Menard (acaso sin quererlo) ha enriquecido mediante una técnica nueva el arte detenido y rudimentario de la lectura: la técnica del anacronismo deliberado y de las atribuciones erróneas. Esta técnica de aplicación infinita nos insta a recorrer la Odisea como si fuera posterior a la Eneida y el libro Le jardin du Centaure de Madame Henri Bachelier como si fuera de Madame Henri Bachelier. Esta técnica puebla de aventura los libros más calmosos. Atribuir a Louis Ferdinand Céline o a James Joyce la Imitación de Cristo ¿no es una suficiente renovación de esos tenues avisos espirituales? [3]

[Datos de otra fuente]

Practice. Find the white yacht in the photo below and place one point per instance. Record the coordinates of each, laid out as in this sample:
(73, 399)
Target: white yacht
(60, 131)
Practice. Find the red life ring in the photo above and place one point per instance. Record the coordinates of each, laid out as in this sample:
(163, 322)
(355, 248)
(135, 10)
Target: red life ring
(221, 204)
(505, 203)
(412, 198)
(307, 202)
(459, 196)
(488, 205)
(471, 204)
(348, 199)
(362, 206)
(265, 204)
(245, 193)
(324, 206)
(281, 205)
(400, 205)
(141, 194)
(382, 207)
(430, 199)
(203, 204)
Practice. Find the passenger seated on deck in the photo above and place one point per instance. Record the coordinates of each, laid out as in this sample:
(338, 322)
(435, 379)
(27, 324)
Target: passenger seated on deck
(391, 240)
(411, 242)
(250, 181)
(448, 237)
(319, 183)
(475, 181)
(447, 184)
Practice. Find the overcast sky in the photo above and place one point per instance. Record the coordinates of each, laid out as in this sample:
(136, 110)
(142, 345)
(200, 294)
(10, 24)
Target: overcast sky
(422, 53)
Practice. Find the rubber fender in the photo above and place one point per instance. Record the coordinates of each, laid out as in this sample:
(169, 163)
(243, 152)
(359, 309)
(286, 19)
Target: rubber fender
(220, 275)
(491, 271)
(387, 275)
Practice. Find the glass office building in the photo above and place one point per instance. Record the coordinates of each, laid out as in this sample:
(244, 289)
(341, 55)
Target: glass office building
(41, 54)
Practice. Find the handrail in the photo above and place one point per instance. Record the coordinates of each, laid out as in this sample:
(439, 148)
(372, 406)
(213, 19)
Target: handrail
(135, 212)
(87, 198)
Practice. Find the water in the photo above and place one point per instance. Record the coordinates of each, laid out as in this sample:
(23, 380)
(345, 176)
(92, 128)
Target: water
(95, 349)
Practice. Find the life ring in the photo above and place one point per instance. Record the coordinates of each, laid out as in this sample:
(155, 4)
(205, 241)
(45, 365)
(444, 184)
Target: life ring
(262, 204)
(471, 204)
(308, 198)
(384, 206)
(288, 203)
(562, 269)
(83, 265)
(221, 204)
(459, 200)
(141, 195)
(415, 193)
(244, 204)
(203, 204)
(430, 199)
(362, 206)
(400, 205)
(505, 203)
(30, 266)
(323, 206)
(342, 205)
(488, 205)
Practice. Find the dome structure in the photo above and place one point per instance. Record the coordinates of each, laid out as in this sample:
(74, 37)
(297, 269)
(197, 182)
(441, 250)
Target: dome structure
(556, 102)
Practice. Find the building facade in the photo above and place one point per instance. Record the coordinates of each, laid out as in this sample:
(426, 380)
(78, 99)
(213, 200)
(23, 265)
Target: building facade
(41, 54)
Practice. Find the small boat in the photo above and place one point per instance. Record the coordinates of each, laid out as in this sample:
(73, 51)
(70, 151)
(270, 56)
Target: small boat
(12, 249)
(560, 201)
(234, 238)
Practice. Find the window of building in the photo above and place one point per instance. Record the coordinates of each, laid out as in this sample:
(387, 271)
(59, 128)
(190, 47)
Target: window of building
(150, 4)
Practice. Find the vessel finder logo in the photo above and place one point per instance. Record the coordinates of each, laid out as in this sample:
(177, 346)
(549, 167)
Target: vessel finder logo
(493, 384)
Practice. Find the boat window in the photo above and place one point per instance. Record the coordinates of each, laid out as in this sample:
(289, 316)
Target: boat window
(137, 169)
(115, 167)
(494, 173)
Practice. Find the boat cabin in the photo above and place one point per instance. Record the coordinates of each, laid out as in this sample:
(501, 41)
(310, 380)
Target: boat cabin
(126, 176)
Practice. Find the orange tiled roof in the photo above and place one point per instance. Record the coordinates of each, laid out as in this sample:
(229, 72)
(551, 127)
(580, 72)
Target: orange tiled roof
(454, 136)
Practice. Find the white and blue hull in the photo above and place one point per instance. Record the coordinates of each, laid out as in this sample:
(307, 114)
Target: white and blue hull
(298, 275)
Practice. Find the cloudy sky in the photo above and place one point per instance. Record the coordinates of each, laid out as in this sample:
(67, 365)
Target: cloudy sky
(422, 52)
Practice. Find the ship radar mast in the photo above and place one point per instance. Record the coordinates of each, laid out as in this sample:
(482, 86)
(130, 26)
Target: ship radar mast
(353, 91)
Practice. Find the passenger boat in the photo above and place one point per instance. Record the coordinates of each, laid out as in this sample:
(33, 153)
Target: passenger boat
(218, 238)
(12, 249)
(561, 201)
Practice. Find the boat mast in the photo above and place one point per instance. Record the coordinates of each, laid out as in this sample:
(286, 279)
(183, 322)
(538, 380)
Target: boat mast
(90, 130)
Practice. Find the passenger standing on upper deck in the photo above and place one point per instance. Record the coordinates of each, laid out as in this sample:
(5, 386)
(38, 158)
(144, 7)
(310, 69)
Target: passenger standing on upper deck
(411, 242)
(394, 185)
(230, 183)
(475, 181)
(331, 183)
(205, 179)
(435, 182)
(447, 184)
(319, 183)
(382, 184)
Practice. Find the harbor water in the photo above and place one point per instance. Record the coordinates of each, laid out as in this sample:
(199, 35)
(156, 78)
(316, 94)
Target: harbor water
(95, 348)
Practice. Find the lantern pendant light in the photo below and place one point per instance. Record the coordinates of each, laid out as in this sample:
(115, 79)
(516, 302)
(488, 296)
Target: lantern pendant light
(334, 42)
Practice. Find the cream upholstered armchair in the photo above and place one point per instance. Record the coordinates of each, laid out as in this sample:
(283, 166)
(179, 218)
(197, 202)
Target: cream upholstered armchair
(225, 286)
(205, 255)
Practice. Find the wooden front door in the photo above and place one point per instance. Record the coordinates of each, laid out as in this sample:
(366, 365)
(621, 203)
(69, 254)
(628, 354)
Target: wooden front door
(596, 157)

Si las leemos con atención —y con ironía—, estas palabras demuestran que Jorge Luis Borges —en contra de lo que piensa Umberto Eco— no recomienda «leer el De Imitatione Christi como si hubiera sido escrito por Céline». Ciertamente, eso se afirma literalmente en un libro que le atribuimos a Jorge Luis Borges —el más «fantasioso y fantástico» de los fabuladores—, pero se trata de un libro que no reúne reflexiones teóricas, sino un hatajo de alegorías llamado Ficciones. Confundido por la jerga ensayística del texto, Eco olvida (acaso sin quererlo) que estas palabras, aunque fueron transcritas por el autor argentino, provienen de un narrador ficticio: un personaje sin nombre que convivía en Nimes con poetisas y baronesas y que mantenía correspondencia con literatos imaginarios mientras despotricaba contra los diarios protestantes y sus deplorables lectores —«si bien estos son pocos y calvinistas, cuando no masones y circuncisos»—; en fin, un autor lleno de prejuicios ideológicos y literarios que Borges ha inventado para que escribiera en su nombre un fementido ensayo sobre Pierre Menard… en el cual se propagan, precisamente, aquellas ideas que representan «el estricto reverso de las preferidas por él».

Tal hipótesis podría refutarse, con facilidad, si se argumenta que muchos escritores usan a sus personajes como muñecos de ventrílocuo: como monigotes de papel y tinta que no repiten sino las convicciones y las dudas de sus creadores. Así les ocurrió, en desigual grado, a Cervantes y a su Quijote, a Papini y a su Gog, a Bolaño y a su Belano, a Montaigne y a su Montaigne. Es posible, por tanto, que Borges haya bifurcado su voz para amplificar sus teorías personales sobre el autor y sus personajes. Pero podemos, igualmente, sostener que el narrador del texto no es el reflejo sino la némesis del autor. Esta doble conjetura no sólo evidencia cuán complicado resulta leer las ficciones de Borges como si el mismo Borges las hubiera escrito. Demuestra también que la noción moderna de autor se ha bifurcado una y otra vez, multiplicándose por los senderos de la página, para compensar de algún modo el histórico menoscabo de su prestigio… o para reproducir mejor la fractura del sujeto moderno: esos hombres y esas mujeres que viven y medran, vacilando a cada instante entre el alma y la piel, la vigilia y el sueño, el interdicto y la transgresión, el saber y el placer, la libertad y la tranquilidad, lo real y sus ficciones, el Yo y el Otro.

NOTAS:

1. FOUCAULT, Michel,
«¿Qué es un autor?», en Entre filosofía y literatura. Obras esenciales, volumen 1, Paidós, Barcelona 1999, p. 338.
2. ECO, Umberto, Los límites de la interpretación, Lumen, 2ª edición, Barcelona 1998, p. 40.
3. BORGES, Jorge Luis, «Pierre Menard, autor del Quijote», en Ficciones, Alianza, Madrid 1971, p. 59.